That seems unlikely, but it's a possibility that some Russian analysts have been discussing lately, as discussions between Turkmenistan and its would-be European partners over the pipeline have advanced.
For example, in an article in Nezavisimaya Gazeta and translated in Itar-Tass:
The building of TCP will mean de-facto the recognition of the division of the Caspian Sea into sectors. This is absolutely unacceptable for Russia, and it will have to take action, similar to the operation for the compelling of Georgia to peace. “This time it will have to compel Ashkhabad and Baku to observe international law, probably, with the help of air strikes, if they do not understand any other language. Remembering what NATO did in Yugoslavia, Afghanistan, Iraq and Libya, Russia has no barriers, moral or legal ones, for the use of force in the Caspian Sea,” [Mikheil] Alexandrov [of the Institute of CIS Countries] believes.
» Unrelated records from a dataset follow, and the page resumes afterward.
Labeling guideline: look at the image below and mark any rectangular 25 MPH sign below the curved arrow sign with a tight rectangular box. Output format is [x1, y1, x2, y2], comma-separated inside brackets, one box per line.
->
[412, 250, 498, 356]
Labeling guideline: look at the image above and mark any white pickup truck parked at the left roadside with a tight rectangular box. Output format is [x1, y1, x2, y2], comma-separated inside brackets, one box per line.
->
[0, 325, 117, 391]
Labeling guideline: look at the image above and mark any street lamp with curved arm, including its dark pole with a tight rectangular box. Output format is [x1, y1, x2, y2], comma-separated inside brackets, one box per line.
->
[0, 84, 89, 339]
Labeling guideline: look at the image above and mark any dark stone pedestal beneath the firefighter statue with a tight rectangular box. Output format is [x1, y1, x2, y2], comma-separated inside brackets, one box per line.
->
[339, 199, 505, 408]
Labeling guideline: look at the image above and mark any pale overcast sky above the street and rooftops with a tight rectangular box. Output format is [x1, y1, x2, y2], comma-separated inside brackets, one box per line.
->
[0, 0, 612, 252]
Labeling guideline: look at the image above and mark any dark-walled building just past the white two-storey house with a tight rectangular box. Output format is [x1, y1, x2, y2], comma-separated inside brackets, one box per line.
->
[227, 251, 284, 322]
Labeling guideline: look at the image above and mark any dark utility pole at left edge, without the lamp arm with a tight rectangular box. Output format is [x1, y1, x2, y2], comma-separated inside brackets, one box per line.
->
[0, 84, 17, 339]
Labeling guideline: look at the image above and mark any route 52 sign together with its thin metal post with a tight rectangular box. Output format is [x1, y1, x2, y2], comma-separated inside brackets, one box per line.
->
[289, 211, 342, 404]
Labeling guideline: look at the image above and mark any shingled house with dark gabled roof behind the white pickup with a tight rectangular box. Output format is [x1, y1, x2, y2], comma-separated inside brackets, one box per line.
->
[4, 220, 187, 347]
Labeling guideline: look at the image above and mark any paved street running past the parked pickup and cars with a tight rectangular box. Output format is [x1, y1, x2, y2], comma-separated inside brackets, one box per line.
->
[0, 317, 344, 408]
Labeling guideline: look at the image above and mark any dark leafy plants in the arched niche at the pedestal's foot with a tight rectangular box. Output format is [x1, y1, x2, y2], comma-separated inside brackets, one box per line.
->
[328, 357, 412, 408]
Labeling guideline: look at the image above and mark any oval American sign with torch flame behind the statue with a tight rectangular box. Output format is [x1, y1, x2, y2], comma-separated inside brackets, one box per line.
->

And News.Az interviewed Konstantin Simonov, director general of the Russian National Energy Security Fund:
Many people call me a hawk, but I do not deny that this is a matter of prestige of the state – whether Russia is ready to tolerate such an outright move of disrespect. If Russia’s allows to treat itself in a way Tajikistan did a couple of days ago trying the crew of the Russian aircraft, the Trans-Caspian gas pipeline will become possible.
But what we see today is that Turkmenistan, despite the support from Washington and Brussels, is not ready to risk yet. I am very doubtful that Russia will tolerate it. Moreover, the reaction can be very hard up to some sort of military conflict in the Caspian Sea.
Is Turkmenistan ready for this? I have great doubts in this regard.
In mid-October, Russian President Dmitry Medvedev held a meeting with permanent members of the Security Council on cooperation between the EU and the problems of Trans-Caspian pipeline. The Russian leader stressed that Russia must formulate its position and "bring it to the attention of our partners in the Caspian Sea should they make certain decisions."
Russia, obviously, has an interest in stopping gas from Turkmenistan from going to Europe, as it would reduce Gazprom's market share in Europe. Given that this could substantially reduce Russia's income from natural gas, which has been the main driver of its boom over the last decade, it would seem to be pretty solidly in the national interest to keep such a pipeline from materializing. But does that mean they would resort to air strikes against Azerbaijan and Turkmenistan, as Alexandrov suggests?
To bomb another country simply for building a pipeline would be beyond the pale. So (and this will start to be wildly speculative) Russia would need a pretext to intervene, and it's hard to imagine an appropriate one arising in that region.
In any case, the recent bellicose rhetoric from Kremlin-connected commentators is almost certainly nothing more than saber-rattling intended to spook potential partners and investors. But if they don't get spooked and the pipeline looks like it's going forward, things could get interesting.